Discipline, writing and being social

Mind is blank, I can't write, writing habit is kaput, gone, bam, tata, nada zilch nothing etcetera. Only escape out of this hole is to keep moving fingers until they're tired, until they're like, you know what man yeah we'll come up with ideas and you'll write well it's nobigdeal.

Writing more means inspiring yourself to write more, thinking in terms of writing, always seeing yourself as a writer, writing lifestyle etcetera. When the writing stops, the thinking stops, the mindset ends and it's hard to come back again. This is all quite funny because I haven't even stopped writing regularly, I've just decreased the number of posts everyday (and keep trying to play catch up with the previous day).

Also, my checklists are out of whack. Meaning I haven't followed them in a long while. I get anxious when there's no structure and I'm all by myself, but when the anxiety is taken away by socializing with friends and family, there's no reason to get to writing because why write, I'm anxiety-free.

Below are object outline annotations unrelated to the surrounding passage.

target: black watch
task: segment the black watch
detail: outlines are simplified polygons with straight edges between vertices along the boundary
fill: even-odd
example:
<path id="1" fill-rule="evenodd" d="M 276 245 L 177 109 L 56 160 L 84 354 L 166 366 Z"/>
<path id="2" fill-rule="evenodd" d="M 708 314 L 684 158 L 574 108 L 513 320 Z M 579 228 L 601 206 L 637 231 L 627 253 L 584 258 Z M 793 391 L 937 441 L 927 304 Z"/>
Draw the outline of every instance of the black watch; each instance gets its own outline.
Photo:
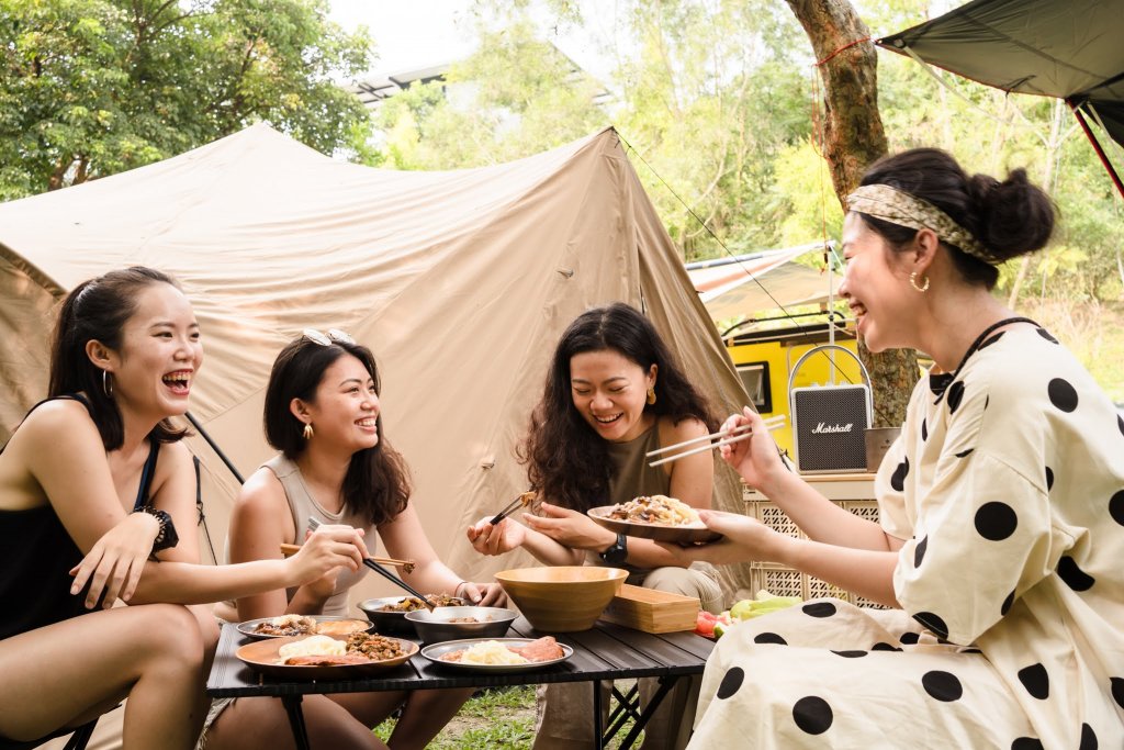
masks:
<path id="1" fill-rule="evenodd" d="M 140 508 L 140 513 L 147 513 L 151 516 L 155 516 L 156 521 L 160 523 L 160 531 L 156 533 L 156 539 L 152 543 L 153 554 L 162 552 L 163 550 L 170 550 L 180 543 L 180 535 L 175 533 L 175 524 L 172 523 L 172 516 L 170 516 L 166 510 L 157 510 L 156 508 L 145 506 Z"/>
<path id="2" fill-rule="evenodd" d="M 602 562 L 607 562 L 610 566 L 623 566 L 625 560 L 628 559 L 628 537 L 624 534 L 617 534 L 617 541 L 609 549 L 600 553 Z"/>

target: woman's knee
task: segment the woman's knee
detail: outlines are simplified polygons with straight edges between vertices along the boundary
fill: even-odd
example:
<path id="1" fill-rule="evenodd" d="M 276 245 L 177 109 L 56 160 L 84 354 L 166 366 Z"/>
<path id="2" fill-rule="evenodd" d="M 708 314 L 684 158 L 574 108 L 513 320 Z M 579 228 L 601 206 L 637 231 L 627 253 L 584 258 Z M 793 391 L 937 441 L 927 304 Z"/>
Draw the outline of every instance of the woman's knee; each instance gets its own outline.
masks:
<path id="1" fill-rule="evenodd" d="M 201 666 L 209 635 L 192 612 L 178 604 L 145 604 L 135 609 L 130 630 L 138 653 L 162 661 Z M 217 636 L 216 636 L 217 638 Z"/>

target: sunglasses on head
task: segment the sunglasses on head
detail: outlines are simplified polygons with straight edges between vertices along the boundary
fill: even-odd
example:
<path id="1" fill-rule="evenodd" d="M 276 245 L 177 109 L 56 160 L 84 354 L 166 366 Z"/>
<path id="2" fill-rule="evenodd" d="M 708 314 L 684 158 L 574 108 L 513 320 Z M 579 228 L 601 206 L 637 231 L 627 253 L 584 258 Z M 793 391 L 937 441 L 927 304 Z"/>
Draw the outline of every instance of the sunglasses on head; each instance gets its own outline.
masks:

Which means that the hard part (well harder than the current task) is getting on a regular disciplined lifestyle while still being social hanging out with friends and family, writing and doing workouts. When there's order in life and safety and still writing happening that's when the real writing happening.

Therefore, the next step to learning to be self-disciplined is to have proper form and structure with my habits while being a social animal. Let's. Do. It.